Konsequente Erziehung des Welpen

Eine erfolgreiche Welpenerziehung muss konsequent sein.

Zwischen der 8. und 11. Lebenswoche lieben Welpen noch alle Menschen, die nett sind. Ab der 12. Woche bauen sie dann eine feste Bindung zu "ihrem Menschen" auf.
Um eine emotionale Achterbahn zu vermeiden, muß der Welpe wissen, wer sein "Leitwolf" ist. Zeigen Sie Ihrem Hund, daß er Ihnen vertrauen kann, daß Sie das Rudel führen können. Dazu bestehen Sie konsequent auf festen Regeln des Zusammenlebens, unterbrechen von sich aus das Spiel und bestimmen, wann gefressen wird.
Wichtig ist, daß Ihre Familie am gleichen Strang zieht. Was der eine erlaubt, darf der andere nicht verbieten. Und: der Ton macht die Musik. Geben Sie Kommandos mit fester Stimme, Lob mit freundlicher und Tadel mit strenger. Anschreien und Schlagen helfen nicht weiter. Der Welpe muß merken, daß es sich für ihn lohnt, wenn er gehorcht. Loben ist dabei der Schlüssel zum Erfolg. Doch Achtung: Welpen sind bestechlich. Manchmal tun sie nur dann etwas, wenn ein Lekkerbissen winkt.
Beschränken Sie deshalb die Belohnungen für das gewünschte Verhalten nicht nur auf Lekkerlis. Ein Hund freut sich genauso über Streicheleinheiten und lobende Worte.

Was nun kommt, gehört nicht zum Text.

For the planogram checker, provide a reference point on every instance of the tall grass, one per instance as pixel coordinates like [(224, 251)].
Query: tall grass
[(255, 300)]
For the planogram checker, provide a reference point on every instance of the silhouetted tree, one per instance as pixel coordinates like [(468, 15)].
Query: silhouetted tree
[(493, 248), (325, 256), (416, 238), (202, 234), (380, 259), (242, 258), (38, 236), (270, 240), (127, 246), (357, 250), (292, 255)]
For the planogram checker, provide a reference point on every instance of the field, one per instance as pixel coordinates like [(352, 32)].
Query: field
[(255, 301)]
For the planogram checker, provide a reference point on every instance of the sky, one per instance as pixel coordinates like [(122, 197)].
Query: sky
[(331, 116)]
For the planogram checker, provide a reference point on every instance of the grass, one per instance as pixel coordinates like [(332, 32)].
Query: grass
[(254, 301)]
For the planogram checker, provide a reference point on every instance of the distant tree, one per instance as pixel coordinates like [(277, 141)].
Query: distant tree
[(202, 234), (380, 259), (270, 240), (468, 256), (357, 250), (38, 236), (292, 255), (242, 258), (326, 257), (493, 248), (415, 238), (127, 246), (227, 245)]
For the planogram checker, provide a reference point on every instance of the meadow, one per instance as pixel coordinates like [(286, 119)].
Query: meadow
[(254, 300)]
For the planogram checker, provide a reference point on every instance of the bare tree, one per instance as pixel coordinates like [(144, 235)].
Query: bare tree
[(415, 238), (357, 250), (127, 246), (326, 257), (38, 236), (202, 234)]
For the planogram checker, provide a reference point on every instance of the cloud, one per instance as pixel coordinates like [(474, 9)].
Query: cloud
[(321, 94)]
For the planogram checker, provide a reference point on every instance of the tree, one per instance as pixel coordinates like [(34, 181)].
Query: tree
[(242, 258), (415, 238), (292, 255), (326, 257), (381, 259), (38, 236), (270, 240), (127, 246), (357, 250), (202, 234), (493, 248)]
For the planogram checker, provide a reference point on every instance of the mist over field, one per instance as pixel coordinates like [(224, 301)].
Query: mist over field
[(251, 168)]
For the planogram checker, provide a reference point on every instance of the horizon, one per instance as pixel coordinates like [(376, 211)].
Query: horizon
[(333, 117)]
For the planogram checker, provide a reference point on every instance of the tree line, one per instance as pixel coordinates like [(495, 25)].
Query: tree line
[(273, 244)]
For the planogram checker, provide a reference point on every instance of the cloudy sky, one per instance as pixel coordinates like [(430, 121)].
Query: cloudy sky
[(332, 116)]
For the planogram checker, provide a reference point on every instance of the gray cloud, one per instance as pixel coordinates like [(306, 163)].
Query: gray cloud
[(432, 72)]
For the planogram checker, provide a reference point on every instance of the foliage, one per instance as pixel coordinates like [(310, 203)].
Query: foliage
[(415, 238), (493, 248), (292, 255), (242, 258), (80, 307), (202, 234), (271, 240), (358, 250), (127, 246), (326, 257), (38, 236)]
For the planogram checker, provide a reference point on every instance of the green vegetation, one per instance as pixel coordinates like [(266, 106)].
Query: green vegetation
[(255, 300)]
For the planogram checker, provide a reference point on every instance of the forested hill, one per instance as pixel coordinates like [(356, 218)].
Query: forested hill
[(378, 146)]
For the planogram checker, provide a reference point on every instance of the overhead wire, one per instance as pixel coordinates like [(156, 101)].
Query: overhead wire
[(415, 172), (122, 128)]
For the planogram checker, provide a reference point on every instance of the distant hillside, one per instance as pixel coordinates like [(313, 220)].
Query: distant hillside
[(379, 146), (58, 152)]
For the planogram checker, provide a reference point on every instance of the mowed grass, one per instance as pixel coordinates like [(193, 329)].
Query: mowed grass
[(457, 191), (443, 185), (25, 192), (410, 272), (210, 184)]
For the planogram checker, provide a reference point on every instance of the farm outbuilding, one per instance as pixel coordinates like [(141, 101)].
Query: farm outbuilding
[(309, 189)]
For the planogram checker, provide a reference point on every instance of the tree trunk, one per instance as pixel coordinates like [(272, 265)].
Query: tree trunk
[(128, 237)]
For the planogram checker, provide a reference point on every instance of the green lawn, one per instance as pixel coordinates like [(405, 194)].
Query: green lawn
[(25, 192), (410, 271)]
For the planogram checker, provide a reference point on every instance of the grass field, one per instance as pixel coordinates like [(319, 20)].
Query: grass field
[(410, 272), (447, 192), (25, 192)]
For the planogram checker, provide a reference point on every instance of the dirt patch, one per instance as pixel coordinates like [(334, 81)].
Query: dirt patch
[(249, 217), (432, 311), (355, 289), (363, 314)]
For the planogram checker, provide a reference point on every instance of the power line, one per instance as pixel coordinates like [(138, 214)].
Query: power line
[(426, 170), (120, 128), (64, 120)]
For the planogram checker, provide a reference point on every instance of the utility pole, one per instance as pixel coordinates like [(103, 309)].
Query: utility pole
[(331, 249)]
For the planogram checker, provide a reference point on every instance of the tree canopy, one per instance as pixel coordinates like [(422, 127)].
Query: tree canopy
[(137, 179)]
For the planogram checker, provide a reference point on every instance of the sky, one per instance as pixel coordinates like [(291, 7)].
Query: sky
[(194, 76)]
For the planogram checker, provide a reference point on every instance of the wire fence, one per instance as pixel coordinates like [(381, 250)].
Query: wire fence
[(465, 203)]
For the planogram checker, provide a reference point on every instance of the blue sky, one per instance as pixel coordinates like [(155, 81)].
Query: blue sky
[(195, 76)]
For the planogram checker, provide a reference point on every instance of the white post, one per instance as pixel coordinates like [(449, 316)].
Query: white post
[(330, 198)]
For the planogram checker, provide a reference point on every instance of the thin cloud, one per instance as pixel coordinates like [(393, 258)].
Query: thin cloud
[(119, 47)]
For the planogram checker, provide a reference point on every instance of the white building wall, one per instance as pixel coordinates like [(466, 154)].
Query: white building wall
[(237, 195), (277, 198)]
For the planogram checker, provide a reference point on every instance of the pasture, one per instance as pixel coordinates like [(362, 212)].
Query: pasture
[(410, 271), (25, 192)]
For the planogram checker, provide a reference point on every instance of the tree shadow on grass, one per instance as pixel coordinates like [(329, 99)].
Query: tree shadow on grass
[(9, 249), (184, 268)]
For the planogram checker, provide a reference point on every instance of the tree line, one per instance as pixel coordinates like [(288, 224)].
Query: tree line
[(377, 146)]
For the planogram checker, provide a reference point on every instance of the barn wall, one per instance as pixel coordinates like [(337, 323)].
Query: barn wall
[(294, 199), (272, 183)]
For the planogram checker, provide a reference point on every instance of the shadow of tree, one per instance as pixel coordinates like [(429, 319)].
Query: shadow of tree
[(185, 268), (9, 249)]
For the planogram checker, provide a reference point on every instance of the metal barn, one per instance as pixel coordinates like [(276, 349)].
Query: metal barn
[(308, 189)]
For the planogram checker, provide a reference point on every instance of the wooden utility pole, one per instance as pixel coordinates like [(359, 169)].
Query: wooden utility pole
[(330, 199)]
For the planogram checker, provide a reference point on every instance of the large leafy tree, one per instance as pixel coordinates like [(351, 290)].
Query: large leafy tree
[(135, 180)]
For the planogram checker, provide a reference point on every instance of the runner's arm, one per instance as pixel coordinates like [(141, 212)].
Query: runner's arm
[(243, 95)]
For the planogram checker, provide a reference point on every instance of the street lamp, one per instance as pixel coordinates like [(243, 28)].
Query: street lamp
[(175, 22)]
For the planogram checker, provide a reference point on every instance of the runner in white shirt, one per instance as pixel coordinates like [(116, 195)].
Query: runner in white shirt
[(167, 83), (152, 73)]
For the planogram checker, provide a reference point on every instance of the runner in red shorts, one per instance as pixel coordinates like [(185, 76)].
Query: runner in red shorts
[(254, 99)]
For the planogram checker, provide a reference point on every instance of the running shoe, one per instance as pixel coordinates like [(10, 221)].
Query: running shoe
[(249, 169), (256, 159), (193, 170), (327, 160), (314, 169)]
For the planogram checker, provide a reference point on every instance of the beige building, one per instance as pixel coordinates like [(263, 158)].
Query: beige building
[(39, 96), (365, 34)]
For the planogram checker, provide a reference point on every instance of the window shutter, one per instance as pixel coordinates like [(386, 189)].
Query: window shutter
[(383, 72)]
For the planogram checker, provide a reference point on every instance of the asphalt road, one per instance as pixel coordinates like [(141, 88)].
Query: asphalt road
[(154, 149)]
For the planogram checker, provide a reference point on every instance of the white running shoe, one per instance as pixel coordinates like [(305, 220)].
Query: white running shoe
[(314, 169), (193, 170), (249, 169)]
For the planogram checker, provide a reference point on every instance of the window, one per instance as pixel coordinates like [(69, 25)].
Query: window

Beißhemmung des Welpen trainieren

Dem Welpen das Zwicken und Knappen abtrainieren.

Wenn der Welpe beim Spiel zu fest zupackt, sofort laut "quietschen" und das Spiel beenden. (Das würde auch der Welpe tun, wenn er von einem anderen Hund zu fest gezwickt wurde.) Wenn Sie die Hand erschrocken wegziehen, schnappt der Welpe begeistert nach. Ignorieren Sie den Hund für einige Zeit und fordern ihn dann von sich aus zum Weiterspielen auf.